World Soccer Winning Eleven 6 International Edition
The strength of Konami's soccer titles have always been based on the gameplay options presented in Konami's superlative engines. In these engines, gameplay is based on a tenuous combination of mastery of the controls and of judging the ebb and flow of the tactical game. In Winning Eleven 6, Konami offers up an engine with even more options than ever before, giving the player a bevy of choices both on and off the ball. Combined with the tried-and-true gameplay basics of the basic Winning Eleven engine, it creates an experience that truly comes the closest to actual soccer as any other videogame to date.
Aside from the engine, most of this realism comes from the animation, physics and AI. The player movements are greatly improved from previous Konami efforts and go a long way towards selling the action on the field, making up for the fact that the graphics, although serviceable, are nothing to write home about. But perhaps the most important aspect of the game is that it replicates the essential nature of the game of soccer. Although saying the 'unfairness' of soccer might seem detrimental, true fans of the sport will recognize the fact that the game is frequently won or lost on strange deflections, odd bounces of the ball and who takes their chances, regardless of how many each team gets. Once the player finds the appropriate AI level for their skill, this means that each game is a tight, agonizing experience, with the player utilizing all of their technical and strategic skill just to have a chance at winning. Better than that, the experience duplicates the feeling of an actual match, rarely hitting a wrong note.
Perhaps the greatest praise I can offer up about Winning Eleven 6 is that it can build me up just like a real soccer match, screaming and pumping my fist after a well-needed goal, or groaning and gesticulating over a referee's call. The variety of moves and possible combinations are stunning, and it's no accident that I have scored the most varied of goals in Winning Eleven out of any other game, from horrible own goals and easy tap-ins right up to some of the most acrobatic one-timers and one-twos that have ever been seen in a simulation.
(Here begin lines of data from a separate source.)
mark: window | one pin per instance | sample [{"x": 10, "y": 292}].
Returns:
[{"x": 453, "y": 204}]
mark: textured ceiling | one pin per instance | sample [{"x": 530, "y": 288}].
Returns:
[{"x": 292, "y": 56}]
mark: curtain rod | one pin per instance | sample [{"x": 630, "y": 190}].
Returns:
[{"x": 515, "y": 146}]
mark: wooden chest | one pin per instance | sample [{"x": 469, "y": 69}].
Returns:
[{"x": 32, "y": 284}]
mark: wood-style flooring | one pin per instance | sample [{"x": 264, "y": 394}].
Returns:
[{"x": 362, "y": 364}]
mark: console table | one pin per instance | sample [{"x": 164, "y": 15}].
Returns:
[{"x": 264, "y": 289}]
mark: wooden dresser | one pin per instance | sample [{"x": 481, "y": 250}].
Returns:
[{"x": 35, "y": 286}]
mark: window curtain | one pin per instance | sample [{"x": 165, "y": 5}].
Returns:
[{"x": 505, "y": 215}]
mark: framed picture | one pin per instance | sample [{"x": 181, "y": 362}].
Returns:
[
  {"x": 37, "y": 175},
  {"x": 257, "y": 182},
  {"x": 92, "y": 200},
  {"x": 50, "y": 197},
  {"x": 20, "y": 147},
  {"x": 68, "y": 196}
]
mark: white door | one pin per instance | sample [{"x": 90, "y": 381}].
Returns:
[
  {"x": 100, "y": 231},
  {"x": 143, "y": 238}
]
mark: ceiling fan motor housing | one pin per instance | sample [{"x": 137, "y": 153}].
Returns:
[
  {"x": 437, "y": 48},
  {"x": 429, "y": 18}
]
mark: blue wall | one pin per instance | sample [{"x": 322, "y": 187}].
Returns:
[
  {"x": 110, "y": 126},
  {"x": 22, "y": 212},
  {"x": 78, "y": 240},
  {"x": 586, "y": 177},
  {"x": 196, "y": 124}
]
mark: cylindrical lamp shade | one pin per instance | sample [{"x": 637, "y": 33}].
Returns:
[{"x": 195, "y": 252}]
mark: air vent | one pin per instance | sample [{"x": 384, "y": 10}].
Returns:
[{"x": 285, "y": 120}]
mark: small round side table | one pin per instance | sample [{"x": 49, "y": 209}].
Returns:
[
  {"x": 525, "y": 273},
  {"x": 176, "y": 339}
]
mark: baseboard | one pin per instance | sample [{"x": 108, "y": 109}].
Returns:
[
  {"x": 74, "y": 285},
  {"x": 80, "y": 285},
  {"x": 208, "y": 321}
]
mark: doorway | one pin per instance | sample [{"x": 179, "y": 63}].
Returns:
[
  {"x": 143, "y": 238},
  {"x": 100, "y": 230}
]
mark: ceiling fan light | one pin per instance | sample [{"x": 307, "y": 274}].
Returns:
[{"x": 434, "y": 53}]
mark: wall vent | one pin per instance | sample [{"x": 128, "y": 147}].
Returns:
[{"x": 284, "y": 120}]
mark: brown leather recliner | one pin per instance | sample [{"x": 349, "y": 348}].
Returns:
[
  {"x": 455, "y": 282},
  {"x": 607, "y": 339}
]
The unfortunate weakness of Winning Eleven 6 lies in the actual teams and leagues. All too often, the teams and players are as fake as the gameplay is real. The fake player names are fairly easy to deal with, as players who are dedicated enough will take the time to change their names, but the leagues are another story. Although you can somewhat guess the real-life counterpart of the team through hints and their uniforms, the game doesn't allow you to play through any kind of club league except for their imaginary set-up, the Master League. Although the Master League is an interesting conceptual take on a Super-League, it is still disappointing to not be able to play a season in any of the existing soccer leagues. Even with all the fakery, Winning Eleven still offers up a more realistic version of the World Cup than you see in the latest FIFA title, where it is eschewed entirely. The only other flaw worth mentioning is the commentary, which is absolutely horrific. Not only is it non-insightful, but it's almost as repetitive as the music that plays after every single goal.
However, if you are truly a fan of the sport, you should be able to get past the commentary, repetitive techno and the nonsense-world teams, as to do so means enjoying the most faithful and entertaining simulation of the sport to date. World Soccer Winning Eleven 6 International Edition is a must for any soccer fan, and I highly recommend it to anybody interested in finding out what this great sport is all about.